HOW BOWIE'S 'LOW' FREED A GENERATION

Low was released on January 14, 1977, a few days after David Bowie's thirtieth birthday.

The motto of our generation - Bowie's and mine - was "Never trust anyone over thirty" and The Thin White Duke lived up to that motto in his own unique way. We were ready to party again with his next album.

But you couldn't actually dance to Low.

Except if you were doing the junkie walk, stop and sway that heroin addicts did on the streets in the neighbourhoods we students could afford to live in then. It was the austere mid-'70s where if you were lucky to get a good job to help pay for your studies, you also learned how to run around your desk to get away from your boss's hands.

The B-Side of Low put the American rock cognoscenti in a tailspin.

"All mood!" they yelled.

Yes. It was our mood.

We were the Baby Boomers, the Great Hope after the cataclysm of World War Two. Our parents adored us; wanted to be us. We were the first Kids. Disney re-vamped itself to appeal to us. The NHS's "cradle to grave" care had OUR cradles and OUR graves in mind. Compared to our parents and those who came before us, we were well-fed; coddled; bred to expect more.

In the States where I grew up, all hell broke loose with the assassinations of JFK; Malcolm X; Martin Luther King: Bobby Kennedy. We had Vietnam - a war you could watch on TV in nightly instalments complete with commercials. And there was Europe: France where my generation took over the universities, linked up with the unions and forced the great war time hero, Charles DeGaulle, to back down. And there was Berlin.

Especially Berlin.

There was a wall there -the Berlin Wall-symbol of a divided Germany. You were shot if you tried to climb it. In Italy, young people put into literal practice their credo: "Death to capitalism!" by kidnapping bankers.

The '70s: the times were fast and angry. Government - politics - looked like utter corruption. Rock stars went to live abroad to escape the tax system in the UK, but you bought their records anyway.

In the midst of this: Bowie, along with his producer Tony Visconti and his collaborator, Brian Eno, captured-on the B-Side of Low that rare thing: The Era.

Low nailed the inner turmoil; the angst, confusion and rage that many of us felt but had no words for. Like all great art, it did it while we didn't even know we felt these things. But when we heard it: we knew.

We knew that despair was a guest at our Baby Boomer party, too, in that winter of '77. Bowie had 'outted' us. He had freed us, too. We didn't have to pretend that - because WE were involved - everything bad would sort it itself out in the end.
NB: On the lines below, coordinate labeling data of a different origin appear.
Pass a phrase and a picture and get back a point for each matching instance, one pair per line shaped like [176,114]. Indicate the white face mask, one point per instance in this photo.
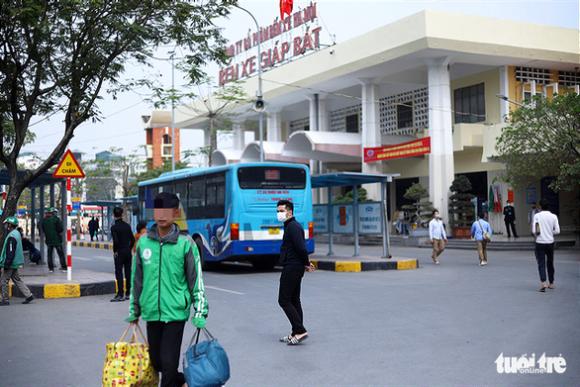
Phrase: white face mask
[281,216]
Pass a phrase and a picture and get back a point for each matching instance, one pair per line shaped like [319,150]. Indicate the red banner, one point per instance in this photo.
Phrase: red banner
[407,149]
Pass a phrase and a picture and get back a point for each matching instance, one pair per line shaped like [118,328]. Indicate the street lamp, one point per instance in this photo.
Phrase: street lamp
[259,104]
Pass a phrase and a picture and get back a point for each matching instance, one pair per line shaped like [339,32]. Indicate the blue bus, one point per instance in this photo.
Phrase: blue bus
[230,210]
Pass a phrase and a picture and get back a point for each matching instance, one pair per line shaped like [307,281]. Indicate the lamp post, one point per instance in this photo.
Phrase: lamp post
[259,105]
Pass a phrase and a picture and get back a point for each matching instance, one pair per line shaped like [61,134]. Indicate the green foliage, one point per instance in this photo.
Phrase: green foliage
[543,139]
[57,55]
[347,197]
[461,211]
[421,209]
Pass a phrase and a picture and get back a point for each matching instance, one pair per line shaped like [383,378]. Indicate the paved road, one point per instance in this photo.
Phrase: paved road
[439,325]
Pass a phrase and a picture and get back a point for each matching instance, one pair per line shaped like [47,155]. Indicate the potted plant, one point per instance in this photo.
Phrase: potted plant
[420,211]
[461,211]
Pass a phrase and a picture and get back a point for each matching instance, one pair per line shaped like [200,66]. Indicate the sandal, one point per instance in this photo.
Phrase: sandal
[285,339]
[295,341]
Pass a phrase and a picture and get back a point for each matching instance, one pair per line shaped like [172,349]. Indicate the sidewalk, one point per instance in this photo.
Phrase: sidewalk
[43,284]
[342,262]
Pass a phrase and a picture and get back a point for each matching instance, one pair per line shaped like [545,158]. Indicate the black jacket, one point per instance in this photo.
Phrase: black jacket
[293,250]
[123,238]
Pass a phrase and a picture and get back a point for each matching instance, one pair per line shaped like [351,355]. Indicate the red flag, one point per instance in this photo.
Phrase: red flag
[286,8]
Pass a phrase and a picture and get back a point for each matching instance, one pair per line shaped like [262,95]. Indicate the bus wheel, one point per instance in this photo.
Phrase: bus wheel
[197,241]
[264,263]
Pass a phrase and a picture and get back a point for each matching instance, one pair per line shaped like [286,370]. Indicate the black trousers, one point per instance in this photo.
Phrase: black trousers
[123,263]
[545,258]
[508,224]
[289,297]
[60,257]
[164,350]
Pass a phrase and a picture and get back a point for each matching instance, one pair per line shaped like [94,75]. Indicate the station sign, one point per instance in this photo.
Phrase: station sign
[399,151]
[281,41]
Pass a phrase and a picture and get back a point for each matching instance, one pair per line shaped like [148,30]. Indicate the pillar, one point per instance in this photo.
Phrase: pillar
[274,126]
[238,134]
[441,169]
[371,133]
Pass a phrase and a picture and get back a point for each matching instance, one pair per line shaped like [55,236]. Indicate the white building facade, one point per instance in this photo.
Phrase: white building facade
[430,75]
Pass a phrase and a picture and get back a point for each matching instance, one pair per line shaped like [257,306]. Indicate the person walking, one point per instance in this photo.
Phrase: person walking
[294,260]
[92,227]
[123,242]
[544,227]
[141,230]
[166,282]
[481,232]
[11,258]
[52,229]
[509,218]
[437,235]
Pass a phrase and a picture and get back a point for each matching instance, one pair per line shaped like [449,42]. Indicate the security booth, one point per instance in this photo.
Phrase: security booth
[354,218]
[38,194]
[106,207]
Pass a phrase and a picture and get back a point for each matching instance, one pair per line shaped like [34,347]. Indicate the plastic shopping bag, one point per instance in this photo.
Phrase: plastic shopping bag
[205,363]
[127,363]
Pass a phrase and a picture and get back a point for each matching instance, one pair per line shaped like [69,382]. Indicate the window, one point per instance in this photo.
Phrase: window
[470,104]
[405,115]
[271,178]
[352,123]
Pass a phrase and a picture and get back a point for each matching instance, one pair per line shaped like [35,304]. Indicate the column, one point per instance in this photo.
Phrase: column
[441,168]
[503,90]
[238,134]
[274,126]
[371,133]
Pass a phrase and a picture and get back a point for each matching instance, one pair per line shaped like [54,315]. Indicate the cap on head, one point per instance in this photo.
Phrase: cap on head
[166,200]
[11,220]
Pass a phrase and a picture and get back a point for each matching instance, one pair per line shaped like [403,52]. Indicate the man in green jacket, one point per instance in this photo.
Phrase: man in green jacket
[52,228]
[11,258]
[166,281]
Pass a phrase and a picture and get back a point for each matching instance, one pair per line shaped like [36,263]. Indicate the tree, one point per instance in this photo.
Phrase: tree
[422,208]
[543,139]
[60,56]
[461,211]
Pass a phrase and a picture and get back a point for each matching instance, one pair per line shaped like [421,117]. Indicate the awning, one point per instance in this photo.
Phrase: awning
[342,179]
[225,156]
[273,151]
[324,146]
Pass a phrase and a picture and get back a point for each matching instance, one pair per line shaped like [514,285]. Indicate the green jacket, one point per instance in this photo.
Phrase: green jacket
[52,228]
[14,257]
[166,278]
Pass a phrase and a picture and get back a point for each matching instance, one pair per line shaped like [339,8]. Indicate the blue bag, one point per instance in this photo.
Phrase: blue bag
[206,363]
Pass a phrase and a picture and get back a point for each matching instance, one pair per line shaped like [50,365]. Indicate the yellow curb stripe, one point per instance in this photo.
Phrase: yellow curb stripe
[407,264]
[347,266]
[62,290]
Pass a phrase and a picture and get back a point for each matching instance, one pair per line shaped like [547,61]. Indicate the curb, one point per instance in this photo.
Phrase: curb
[358,266]
[93,245]
[68,290]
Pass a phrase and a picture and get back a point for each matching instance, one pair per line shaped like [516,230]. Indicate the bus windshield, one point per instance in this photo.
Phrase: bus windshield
[271,178]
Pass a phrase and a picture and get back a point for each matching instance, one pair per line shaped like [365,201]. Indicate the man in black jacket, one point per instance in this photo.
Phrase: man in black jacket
[123,241]
[294,260]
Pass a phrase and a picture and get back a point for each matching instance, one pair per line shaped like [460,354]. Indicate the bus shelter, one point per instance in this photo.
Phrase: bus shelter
[354,179]
[106,214]
[37,195]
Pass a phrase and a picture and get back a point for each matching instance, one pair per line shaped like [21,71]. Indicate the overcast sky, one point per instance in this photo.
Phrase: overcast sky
[122,125]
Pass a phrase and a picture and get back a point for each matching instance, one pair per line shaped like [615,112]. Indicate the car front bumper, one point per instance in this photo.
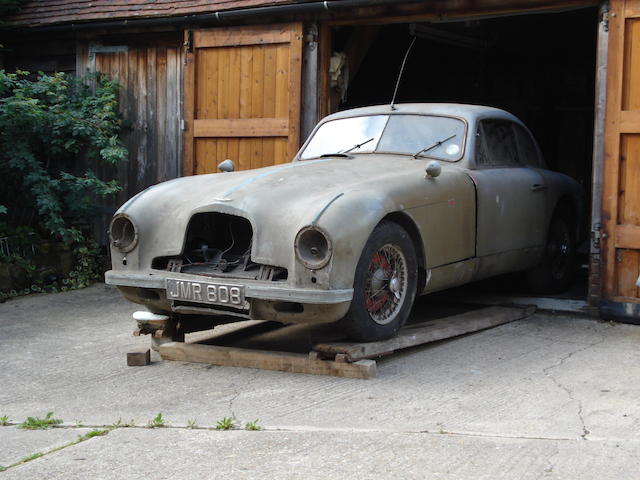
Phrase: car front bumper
[253,289]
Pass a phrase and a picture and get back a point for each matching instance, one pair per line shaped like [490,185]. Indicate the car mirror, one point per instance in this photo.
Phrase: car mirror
[226,166]
[434,169]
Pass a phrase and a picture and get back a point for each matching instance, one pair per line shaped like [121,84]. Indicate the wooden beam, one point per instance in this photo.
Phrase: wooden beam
[632,9]
[627,236]
[418,12]
[427,332]
[241,127]
[325,45]
[234,37]
[188,160]
[611,166]
[630,121]
[265,360]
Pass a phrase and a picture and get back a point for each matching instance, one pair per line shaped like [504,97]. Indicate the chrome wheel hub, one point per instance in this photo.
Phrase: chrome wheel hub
[386,284]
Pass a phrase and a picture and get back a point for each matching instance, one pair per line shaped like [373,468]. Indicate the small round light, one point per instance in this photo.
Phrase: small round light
[123,233]
[313,247]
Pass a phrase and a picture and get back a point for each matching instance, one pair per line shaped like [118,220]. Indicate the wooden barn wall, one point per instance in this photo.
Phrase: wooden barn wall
[39,54]
[150,75]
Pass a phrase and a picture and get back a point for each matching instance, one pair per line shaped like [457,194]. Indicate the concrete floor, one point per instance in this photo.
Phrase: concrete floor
[544,397]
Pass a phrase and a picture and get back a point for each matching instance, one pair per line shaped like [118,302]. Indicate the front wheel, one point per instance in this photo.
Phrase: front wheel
[384,286]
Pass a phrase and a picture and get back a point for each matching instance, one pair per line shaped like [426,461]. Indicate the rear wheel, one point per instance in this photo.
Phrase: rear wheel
[555,272]
[384,285]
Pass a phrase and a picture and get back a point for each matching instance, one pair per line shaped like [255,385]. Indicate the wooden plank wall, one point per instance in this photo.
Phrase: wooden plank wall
[242,97]
[151,108]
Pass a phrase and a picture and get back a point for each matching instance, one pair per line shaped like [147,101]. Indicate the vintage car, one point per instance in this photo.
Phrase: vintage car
[380,204]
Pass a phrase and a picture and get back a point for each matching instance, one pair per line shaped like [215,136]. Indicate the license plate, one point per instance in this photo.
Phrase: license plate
[205,292]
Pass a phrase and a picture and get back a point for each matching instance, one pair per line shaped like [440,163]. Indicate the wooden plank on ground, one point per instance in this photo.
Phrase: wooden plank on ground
[266,360]
[427,332]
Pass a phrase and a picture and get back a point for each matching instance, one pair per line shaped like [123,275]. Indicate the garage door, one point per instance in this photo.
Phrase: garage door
[242,96]
[622,155]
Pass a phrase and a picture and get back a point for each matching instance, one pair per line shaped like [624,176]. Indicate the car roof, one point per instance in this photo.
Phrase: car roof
[468,112]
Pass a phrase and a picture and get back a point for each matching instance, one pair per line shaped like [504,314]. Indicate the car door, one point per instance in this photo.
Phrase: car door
[511,199]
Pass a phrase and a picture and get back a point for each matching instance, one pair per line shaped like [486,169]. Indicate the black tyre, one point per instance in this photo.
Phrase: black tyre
[555,273]
[384,286]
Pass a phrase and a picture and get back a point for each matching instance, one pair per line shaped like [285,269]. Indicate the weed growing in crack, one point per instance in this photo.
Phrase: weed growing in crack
[35,423]
[253,425]
[33,456]
[80,439]
[120,424]
[227,423]
[94,433]
[157,422]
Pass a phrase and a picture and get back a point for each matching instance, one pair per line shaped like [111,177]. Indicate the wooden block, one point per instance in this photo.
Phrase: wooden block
[265,359]
[139,359]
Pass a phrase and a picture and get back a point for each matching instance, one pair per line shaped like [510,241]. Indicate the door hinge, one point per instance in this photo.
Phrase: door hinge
[188,43]
[597,235]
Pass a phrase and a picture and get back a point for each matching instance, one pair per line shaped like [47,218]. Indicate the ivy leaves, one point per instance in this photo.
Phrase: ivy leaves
[51,129]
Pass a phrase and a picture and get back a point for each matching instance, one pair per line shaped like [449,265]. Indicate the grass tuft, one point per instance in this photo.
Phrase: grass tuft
[35,423]
[253,425]
[157,422]
[227,423]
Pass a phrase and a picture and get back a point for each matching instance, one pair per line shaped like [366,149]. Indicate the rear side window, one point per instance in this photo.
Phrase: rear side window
[496,145]
[527,150]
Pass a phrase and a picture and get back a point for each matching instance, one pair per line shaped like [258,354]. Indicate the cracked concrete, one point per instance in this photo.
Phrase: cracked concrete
[545,397]
[568,390]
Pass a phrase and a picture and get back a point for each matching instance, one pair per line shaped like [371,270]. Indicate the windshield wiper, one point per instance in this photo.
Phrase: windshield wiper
[357,145]
[435,145]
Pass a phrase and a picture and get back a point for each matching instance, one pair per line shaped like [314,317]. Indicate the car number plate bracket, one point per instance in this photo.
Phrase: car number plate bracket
[205,292]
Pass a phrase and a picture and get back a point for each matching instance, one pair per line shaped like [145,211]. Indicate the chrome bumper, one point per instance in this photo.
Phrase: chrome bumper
[253,289]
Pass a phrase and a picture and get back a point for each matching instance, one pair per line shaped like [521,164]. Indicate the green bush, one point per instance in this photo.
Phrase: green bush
[51,129]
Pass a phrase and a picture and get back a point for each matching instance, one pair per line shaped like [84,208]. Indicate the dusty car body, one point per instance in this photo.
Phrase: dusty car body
[461,191]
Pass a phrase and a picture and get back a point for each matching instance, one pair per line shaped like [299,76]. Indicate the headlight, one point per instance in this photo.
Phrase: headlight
[313,247]
[123,233]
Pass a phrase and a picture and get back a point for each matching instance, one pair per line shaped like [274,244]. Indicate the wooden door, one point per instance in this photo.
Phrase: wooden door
[242,96]
[621,195]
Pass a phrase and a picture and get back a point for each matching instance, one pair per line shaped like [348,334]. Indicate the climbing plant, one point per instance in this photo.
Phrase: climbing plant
[51,128]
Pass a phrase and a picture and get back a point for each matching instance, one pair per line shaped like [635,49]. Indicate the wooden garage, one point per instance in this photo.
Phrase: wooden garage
[247,80]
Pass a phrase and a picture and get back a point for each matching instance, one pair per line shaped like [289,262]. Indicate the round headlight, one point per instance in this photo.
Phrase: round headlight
[313,247]
[123,233]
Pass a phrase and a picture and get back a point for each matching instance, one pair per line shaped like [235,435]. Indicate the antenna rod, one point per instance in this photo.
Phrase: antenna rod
[406,55]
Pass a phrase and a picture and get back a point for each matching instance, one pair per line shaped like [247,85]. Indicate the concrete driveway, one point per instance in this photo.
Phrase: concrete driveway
[545,397]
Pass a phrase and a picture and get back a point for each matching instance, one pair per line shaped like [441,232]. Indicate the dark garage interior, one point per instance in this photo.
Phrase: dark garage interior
[540,67]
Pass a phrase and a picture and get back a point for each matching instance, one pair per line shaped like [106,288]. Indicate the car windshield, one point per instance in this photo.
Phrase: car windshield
[425,135]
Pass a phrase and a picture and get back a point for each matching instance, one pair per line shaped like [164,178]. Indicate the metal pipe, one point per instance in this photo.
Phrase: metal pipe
[225,16]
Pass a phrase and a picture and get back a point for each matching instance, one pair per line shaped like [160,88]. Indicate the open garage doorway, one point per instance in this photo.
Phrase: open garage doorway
[540,67]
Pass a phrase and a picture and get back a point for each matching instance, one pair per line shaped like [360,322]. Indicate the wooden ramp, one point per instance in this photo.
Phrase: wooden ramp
[314,349]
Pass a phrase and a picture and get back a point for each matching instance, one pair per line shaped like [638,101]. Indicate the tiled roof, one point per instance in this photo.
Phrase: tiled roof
[51,12]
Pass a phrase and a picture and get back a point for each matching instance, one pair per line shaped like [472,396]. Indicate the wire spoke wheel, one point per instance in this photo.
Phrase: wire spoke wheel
[386,284]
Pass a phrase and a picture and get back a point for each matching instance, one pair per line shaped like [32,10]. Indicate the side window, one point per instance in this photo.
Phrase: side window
[496,145]
[527,150]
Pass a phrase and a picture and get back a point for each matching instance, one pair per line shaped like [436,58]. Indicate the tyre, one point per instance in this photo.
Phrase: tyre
[555,273]
[384,286]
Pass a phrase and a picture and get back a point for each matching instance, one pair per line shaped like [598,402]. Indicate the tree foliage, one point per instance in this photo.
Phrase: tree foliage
[51,128]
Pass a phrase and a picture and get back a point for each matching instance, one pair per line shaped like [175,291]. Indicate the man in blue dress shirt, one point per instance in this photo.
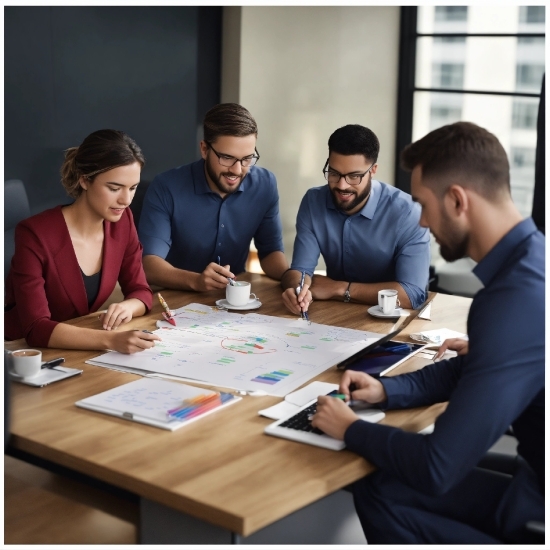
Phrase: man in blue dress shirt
[428,488]
[198,220]
[367,232]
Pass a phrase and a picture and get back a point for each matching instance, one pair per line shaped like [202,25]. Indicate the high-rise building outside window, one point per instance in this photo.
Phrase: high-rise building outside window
[482,64]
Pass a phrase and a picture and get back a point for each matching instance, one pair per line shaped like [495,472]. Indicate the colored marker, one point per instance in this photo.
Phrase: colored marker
[167,314]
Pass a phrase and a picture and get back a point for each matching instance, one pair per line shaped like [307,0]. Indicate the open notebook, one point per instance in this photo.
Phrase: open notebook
[148,401]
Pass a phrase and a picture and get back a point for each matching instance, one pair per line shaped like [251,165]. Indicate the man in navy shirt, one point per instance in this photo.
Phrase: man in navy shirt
[198,220]
[367,232]
[427,488]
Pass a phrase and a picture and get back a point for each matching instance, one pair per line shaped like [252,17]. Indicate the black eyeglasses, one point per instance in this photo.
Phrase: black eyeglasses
[228,161]
[333,177]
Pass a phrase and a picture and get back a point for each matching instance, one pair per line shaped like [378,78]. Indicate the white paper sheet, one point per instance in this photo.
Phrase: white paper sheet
[247,352]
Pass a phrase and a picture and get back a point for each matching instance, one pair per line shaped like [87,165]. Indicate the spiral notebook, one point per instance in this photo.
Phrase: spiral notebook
[148,401]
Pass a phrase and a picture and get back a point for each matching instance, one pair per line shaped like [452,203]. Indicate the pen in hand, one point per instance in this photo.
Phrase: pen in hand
[299,289]
[167,314]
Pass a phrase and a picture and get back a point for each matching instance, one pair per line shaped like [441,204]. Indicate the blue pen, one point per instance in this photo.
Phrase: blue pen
[398,347]
[299,289]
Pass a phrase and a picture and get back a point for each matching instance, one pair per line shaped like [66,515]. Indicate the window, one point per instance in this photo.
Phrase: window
[531,14]
[484,64]
[451,13]
[523,157]
[529,76]
[449,40]
[447,75]
[524,114]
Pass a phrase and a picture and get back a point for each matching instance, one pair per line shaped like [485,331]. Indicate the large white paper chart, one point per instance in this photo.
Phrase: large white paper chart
[246,352]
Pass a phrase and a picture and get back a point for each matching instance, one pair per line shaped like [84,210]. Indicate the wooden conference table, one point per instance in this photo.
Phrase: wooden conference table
[219,479]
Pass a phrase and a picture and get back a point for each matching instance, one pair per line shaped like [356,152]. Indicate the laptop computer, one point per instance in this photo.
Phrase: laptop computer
[297,426]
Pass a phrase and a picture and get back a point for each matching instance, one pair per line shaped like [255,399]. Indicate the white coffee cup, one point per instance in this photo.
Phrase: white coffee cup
[26,362]
[387,300]
[238,294]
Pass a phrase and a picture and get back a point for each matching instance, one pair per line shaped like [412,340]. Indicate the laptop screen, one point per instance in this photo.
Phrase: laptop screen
[402,323]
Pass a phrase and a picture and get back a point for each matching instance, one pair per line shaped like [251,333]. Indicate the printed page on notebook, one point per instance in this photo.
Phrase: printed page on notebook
[160,403]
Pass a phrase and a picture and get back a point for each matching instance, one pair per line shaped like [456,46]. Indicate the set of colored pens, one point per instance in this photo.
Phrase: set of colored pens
[197,405]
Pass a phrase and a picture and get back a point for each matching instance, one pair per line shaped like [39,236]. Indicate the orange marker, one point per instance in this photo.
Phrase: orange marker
[167,314]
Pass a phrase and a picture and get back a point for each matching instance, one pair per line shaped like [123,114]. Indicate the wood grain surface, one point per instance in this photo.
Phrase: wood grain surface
[222,468]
Gone for good was the jolly 'head music' of the late '60's that celebrated marijuana; joy; sunniness and communal nakedness. Low was about the dole and tuition fees and food and shelter and smack and covering yourself up. In a strange way, too, Low prefaced the AIDS epidemic when back in those days you died and died slow next to a table full of drugs that didn't manage to keep you alive.

I have often wondered what the young find in Jeremy Corbyn here and Bernie Sanders in the States. My answer: I think part of it has to do - in Corbyn's case - with a kind of knowing. Just like the '70s, when Corbyn was young, these are truly austere times for many, under a government which doesn't seem to care much for youth. This government hopes, I suppose, that the status quo will be something that young people will accept in time. As most accept things as we grow older. Maybe they're right. Most of my generation did. Maybe Bowie has, too.

But he made Low.

His achievement, especially the B-side, transcended the mass-pop of the time; gave a voice to my generation for which we had no words, no music.

For this, I wish Bowie a happy sixty-ninth birthday.